Kellogg, Bliss, Hedrick Mizzou Math Pioneers

by Paul Ehrlich

During my formative years as an assistant professor at MU in the late 1970s, I often ate lunch with Professors Jerry Lange and Ernest Roetman. It was at that time that Jerry first told me that he had heard Professor Leonard Blumenthal and other old-timers tell him that celebrated mathematicians such as Oliver Kellogg, G.A. Bliss and Earle Hedrick had once taught at MU.

I forgot all about this as I rose through the ranks at Ole Mizzou and relocated to the University of Florida in 1987 as senior professor in differential geometry.

In the early 1990s, I hesitatingly volunteered to be editor of the UF department newsletter, and after a year or so, I had the idea for an alumni news column.

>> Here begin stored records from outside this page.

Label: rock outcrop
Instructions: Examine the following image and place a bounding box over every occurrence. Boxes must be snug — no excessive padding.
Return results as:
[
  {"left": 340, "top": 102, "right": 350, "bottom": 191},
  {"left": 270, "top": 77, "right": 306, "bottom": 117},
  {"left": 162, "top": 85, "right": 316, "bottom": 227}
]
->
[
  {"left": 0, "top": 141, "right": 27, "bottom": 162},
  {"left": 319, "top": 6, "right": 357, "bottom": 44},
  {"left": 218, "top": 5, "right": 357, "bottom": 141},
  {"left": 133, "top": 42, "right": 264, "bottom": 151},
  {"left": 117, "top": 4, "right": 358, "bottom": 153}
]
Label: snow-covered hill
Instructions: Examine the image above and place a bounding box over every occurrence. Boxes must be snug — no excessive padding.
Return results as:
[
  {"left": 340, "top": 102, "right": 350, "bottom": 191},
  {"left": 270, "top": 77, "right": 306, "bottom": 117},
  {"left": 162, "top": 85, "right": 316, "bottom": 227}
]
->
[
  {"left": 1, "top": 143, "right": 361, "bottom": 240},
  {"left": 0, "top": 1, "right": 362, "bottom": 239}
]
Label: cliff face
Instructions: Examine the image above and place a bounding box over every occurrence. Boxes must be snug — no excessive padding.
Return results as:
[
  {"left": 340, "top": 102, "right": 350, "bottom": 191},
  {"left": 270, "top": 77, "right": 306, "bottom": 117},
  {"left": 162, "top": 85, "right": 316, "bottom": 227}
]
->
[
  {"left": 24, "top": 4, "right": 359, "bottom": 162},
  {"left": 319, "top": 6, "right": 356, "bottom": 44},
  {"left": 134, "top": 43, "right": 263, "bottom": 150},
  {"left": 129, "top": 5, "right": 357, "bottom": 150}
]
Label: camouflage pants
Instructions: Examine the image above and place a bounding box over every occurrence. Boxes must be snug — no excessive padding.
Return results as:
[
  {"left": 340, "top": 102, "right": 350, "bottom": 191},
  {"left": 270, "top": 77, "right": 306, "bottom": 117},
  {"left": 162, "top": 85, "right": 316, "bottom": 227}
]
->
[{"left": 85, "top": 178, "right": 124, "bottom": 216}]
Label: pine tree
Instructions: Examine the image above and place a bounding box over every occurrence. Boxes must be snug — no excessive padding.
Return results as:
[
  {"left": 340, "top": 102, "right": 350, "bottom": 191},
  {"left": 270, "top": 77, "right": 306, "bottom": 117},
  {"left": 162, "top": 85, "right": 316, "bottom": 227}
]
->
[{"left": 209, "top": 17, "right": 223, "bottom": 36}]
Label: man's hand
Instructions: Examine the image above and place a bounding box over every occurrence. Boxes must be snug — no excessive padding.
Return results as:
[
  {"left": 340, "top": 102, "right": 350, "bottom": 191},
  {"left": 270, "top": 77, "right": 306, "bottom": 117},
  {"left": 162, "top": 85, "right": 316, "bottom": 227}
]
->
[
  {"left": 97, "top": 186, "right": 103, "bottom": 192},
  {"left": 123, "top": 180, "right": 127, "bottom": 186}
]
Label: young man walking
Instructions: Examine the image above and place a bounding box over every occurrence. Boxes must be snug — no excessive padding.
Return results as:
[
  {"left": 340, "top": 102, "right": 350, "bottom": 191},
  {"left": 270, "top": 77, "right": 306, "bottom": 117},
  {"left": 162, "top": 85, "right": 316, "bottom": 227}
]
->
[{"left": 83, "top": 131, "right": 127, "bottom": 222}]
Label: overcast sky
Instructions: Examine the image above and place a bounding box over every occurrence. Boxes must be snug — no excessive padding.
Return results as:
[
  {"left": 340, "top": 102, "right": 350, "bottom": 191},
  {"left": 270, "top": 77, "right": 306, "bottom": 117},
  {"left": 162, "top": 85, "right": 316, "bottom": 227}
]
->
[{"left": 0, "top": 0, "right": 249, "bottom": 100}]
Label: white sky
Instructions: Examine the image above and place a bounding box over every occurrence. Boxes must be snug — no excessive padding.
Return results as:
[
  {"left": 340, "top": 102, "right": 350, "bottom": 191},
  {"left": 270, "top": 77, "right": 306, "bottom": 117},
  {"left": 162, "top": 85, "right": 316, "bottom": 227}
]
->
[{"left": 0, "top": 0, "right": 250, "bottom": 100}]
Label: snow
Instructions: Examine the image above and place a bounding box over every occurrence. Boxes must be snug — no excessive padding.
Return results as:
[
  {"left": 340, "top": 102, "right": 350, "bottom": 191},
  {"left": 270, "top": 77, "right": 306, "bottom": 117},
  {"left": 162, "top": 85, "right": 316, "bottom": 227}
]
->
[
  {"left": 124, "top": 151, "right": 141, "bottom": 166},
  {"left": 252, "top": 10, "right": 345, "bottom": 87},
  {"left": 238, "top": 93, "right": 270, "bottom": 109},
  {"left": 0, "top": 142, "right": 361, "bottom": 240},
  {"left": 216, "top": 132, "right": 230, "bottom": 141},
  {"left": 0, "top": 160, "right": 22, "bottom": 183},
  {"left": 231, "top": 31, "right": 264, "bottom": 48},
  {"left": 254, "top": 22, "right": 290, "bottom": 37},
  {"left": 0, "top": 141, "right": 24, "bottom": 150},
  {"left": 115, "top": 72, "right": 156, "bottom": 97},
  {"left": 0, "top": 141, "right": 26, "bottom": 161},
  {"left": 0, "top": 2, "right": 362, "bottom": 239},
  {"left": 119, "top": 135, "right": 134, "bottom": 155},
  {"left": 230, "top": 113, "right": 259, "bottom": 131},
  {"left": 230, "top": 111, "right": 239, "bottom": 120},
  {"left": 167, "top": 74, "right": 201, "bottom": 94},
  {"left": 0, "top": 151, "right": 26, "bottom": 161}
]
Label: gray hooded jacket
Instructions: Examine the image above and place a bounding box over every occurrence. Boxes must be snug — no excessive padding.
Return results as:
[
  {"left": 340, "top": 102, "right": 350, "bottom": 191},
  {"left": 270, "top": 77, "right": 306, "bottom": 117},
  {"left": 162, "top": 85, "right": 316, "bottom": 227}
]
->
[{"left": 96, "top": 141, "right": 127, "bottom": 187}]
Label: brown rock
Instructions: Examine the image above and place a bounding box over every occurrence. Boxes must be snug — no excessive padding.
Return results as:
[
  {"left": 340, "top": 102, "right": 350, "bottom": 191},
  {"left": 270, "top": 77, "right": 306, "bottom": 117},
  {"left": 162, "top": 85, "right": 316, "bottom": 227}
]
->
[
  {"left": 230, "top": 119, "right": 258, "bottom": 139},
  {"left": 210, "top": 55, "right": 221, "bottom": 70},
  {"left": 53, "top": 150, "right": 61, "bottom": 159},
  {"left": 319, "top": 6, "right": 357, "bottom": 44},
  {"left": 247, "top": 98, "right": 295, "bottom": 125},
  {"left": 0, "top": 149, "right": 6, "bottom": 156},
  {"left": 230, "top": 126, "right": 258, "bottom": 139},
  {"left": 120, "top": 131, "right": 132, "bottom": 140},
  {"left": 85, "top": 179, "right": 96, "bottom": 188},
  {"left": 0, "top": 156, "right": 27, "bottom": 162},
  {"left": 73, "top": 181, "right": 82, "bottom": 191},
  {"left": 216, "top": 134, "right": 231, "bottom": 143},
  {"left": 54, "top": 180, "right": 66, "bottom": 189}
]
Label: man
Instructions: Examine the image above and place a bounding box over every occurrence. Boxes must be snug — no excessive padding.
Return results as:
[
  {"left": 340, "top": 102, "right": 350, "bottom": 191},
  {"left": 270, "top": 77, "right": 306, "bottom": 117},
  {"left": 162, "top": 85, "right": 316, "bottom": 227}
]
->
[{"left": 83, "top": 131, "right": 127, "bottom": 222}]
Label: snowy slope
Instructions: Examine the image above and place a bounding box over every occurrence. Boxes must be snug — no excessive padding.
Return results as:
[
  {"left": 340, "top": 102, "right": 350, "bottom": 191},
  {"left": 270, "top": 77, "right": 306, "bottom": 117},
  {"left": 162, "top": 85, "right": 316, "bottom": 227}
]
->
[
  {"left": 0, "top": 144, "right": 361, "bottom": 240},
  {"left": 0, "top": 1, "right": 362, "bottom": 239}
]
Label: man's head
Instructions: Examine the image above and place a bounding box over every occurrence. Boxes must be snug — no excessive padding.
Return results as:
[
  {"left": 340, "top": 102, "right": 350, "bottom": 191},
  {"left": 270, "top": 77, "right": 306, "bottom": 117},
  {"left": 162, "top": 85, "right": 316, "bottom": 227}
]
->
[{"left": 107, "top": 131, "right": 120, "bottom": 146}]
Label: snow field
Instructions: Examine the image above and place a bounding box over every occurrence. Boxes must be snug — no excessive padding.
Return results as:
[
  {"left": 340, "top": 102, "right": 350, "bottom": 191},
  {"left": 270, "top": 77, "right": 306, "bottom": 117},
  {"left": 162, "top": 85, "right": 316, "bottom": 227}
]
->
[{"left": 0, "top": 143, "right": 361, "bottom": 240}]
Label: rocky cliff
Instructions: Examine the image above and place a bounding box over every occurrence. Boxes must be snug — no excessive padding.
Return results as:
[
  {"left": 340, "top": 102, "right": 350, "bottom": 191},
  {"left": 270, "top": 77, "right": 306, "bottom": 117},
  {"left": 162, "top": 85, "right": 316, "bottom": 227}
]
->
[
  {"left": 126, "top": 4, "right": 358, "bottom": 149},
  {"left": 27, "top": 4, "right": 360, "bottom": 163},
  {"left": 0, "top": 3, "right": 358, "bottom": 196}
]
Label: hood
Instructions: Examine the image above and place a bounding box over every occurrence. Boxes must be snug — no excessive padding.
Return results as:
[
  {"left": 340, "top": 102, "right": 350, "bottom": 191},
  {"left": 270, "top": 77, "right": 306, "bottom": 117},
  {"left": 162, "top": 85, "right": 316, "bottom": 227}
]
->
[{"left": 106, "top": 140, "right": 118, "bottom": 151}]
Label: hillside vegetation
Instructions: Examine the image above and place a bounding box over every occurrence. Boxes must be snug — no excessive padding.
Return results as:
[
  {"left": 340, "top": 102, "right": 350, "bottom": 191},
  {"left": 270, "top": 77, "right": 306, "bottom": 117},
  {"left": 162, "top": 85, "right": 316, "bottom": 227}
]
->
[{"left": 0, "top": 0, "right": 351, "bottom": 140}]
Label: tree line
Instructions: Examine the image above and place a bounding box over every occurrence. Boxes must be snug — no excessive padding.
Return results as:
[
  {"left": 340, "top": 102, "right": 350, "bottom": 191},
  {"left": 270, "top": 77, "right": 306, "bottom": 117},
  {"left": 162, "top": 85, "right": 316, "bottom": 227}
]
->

Three Phases of Math History

In 1994, Karen Parschall and David Rowe published a fascinating book, The Emergence of the American Mathematical Research Community, 1876–1900: J.J. Sylvester, Felix Klein, and E.H. Moore. The book provides elaboration of a pattern well known to earlier generations, but somewhat forgotten by our time, how the development of the mathematical research community had taken place in three overlapping phases: graduate study at the new Johns Hopkins University, 1876–1883; study in Europe, especially in Germany, 1884–1894; and study at Clark University, 1889–1892, then at the new University of Chicago after 1892.

The Search

A trip to the University of Florida science library proved conclusively that both Kellogg and Hedrick had been at MU and had collaborated on a series of textbooks.

In those days, a department would just have a single professor who served also as chair. I saw from the title pages of those books that Hedrick was the professor and Kellogg assistant professor. Indeed, I found the book Applications of Calculus to Mechanics by Hedrick, which listed him as professor of mathematics at MU and Kellogg as MU assistant professor. Ginn and Company published the book in 1909.

The preface to this book contained a paragraph about pedagogical issues of teaching mathematics to students who must apply the material in professions such as engineering, and it used MU as an example.

University archives revealed that Earle Raymond Hedrick had taken the PhD at Gottingen in 1901 after undergraduate work at Michigan and graduate studies at Harvard. After a semester at the Ecole Normale in Paris, Hedrick obtained a position as mathematics instructor in the graduate science division at Yale. In 1903, he came to MU as professor and chair of mathematics.

The April 16, 1906, report of the University of Missouri Board of Curators confirmed the recollections of those now-departed MU faculty members who set me on this trail: “In the summer of 1905, G.A. Bliss, assistant professor of mathematics, resigned to accept a position at Princeton. Oliver D. Kellogg has been elected as his successor. Louis Ingold, instructor of mathematics, has been granted a year’s leave of absence. This, together with the large enrollment in mathematics, has made it necessary to appoint two additional instructors in that subject. R.L. Borger and W.D.A. Westfall have been appointed.”

The 1906 record also reveals that Oliver Dimon Kellogg had taken his earlier work at Princeton, then obtained his PhD in Gottingen in 1902, a year later than Hedrick; but these two men must have met in Gottingen.

Also, Hedrick would have become acquainted with Westfall when they were both at Yale.

So Hedrick, lucky enough to finish before Kellogg, would obtain the sole mathematics professorship at MU in 1903; Kellogg would have to wait until 1905 when the sole assistant professorship at MU was open. He served as an instructor at Princeton before joining Hedrick on the faculty that built up American mathematics education in the Midwest. He stayed at Mizzou for about 15 years, leaving to take a professorship at Harvard in 1919 when he was about 40 years old. Hedrick would continue his service at MU until his move to UCLA in 1924.

How sad that the name Hedrick is associated with California through the Hedrick Assistant Professorships at UCLA and Kellogg is known for having been a Harvard professor and a pioneer researcher in potential theory, but neither man is commemorated for his pioneering work in graduate and undergraduate education at Ole Mizzou during the first quarter of the 20th century.